Ma'dikarib Ya'fur (معد كرب يعفر) also romanized as Mu'di Karab Ya'fir, was a Himyarite king who ruled in the 6th century CE. Ma'dikarib Ya'fur was an adherent to Christianity, and served as a vassal ruler over Yemen under the Aksumite Empire. His rule is only attested to in two archaeological inscriptions which date to around 521 CE.
== Name ==
The name Ma'dikarib Ya'fur is present in two inscriptions, dated to around 521 CE which are also the only inscriptions with his name present in them. One of these inscriptions, found in Najd, gives Ma'dikarib Ya'fur the full title of King of Saba', Dhu Raydan, Hadramawt, Yamnat and their Arabs, on Tawdum and Tihamat. Alternatively, his name has also been romanized as Mu'di Karab Ya'fir.
== Reign ==
Ma'dikarib Ya'fur was a vassal king whom was appointed by the Aksumite Empire (presumably after the death of his predecessor, Marthad'ilan Yanuf). In 521 CE, the Lakhmid king, al-Mundhir III ibn al-Nu'man invaded parts of South Arabia, which forced the Arab tribes living in the affected areas to plead for help from Ma'dikarib Ya'fur. He agreed to their request, and later in the same year him and the tribes of the Sabaeans, Himyarites, Hadhramites, Kindites and a force of Bedouins marched onwards against the Lakhmid forces.
=== End of reign ===
Ma'dikarib Ya'fur suffered a financial crisis during his reign and was forced to borrow a loan of money from a Christian merchant who lived in Najran. He eventually died under unknown circumstances around the years 521–522, and his death was attested to in a letter by his successor, Dhu Nuwas.

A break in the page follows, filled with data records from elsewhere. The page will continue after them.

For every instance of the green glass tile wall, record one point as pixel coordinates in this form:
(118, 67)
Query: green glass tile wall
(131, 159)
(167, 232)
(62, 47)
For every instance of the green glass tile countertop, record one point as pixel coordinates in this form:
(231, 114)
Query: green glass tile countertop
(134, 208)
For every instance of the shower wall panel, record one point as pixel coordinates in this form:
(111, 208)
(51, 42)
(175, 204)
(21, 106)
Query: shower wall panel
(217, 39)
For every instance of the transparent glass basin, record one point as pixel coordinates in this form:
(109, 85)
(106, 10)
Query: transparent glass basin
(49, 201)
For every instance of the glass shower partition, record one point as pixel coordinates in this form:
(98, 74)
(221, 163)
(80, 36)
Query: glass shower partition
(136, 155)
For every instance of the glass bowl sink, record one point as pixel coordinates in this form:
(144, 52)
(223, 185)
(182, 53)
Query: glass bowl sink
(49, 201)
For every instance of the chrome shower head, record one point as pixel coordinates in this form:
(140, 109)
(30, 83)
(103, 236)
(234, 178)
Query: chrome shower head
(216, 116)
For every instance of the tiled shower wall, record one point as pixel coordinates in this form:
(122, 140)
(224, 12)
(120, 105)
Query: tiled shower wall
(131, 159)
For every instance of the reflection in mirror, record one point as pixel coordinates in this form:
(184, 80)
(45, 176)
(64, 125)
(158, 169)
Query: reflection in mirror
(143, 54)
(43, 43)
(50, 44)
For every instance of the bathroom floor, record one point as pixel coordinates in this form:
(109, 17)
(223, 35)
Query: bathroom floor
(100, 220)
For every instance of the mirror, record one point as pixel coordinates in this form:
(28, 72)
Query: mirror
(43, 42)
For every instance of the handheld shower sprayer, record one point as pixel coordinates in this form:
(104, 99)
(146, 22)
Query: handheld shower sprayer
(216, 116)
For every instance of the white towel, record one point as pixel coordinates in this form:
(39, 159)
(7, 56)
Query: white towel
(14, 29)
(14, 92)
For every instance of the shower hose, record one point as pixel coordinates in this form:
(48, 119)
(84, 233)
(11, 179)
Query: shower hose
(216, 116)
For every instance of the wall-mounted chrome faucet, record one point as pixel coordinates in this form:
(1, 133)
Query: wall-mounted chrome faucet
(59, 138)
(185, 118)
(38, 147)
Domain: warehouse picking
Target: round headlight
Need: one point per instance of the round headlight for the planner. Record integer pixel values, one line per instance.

== Identification with Dhu Shanatir ==

Ma'dikarib Ya'fur does not exist in the Arabian legends, and is instead replaced by a king named Dhu Shanatir whom is described as having a tyrannical rule. The historians Franz Altheim and Ruth Stehl, in their work Die Araber in der alten Welt, proposed that Ma'dikarib Ya'fur was only the regnal name taken up by Dhu Shanatir when he ascended to the throne. Ben Abrahamson suggests that Ma'dikarib Ya'fur was the nephew of Dhu Shanatir, who was forced to flee to Hirah after his uncle was murdered by Dhu Nuwas.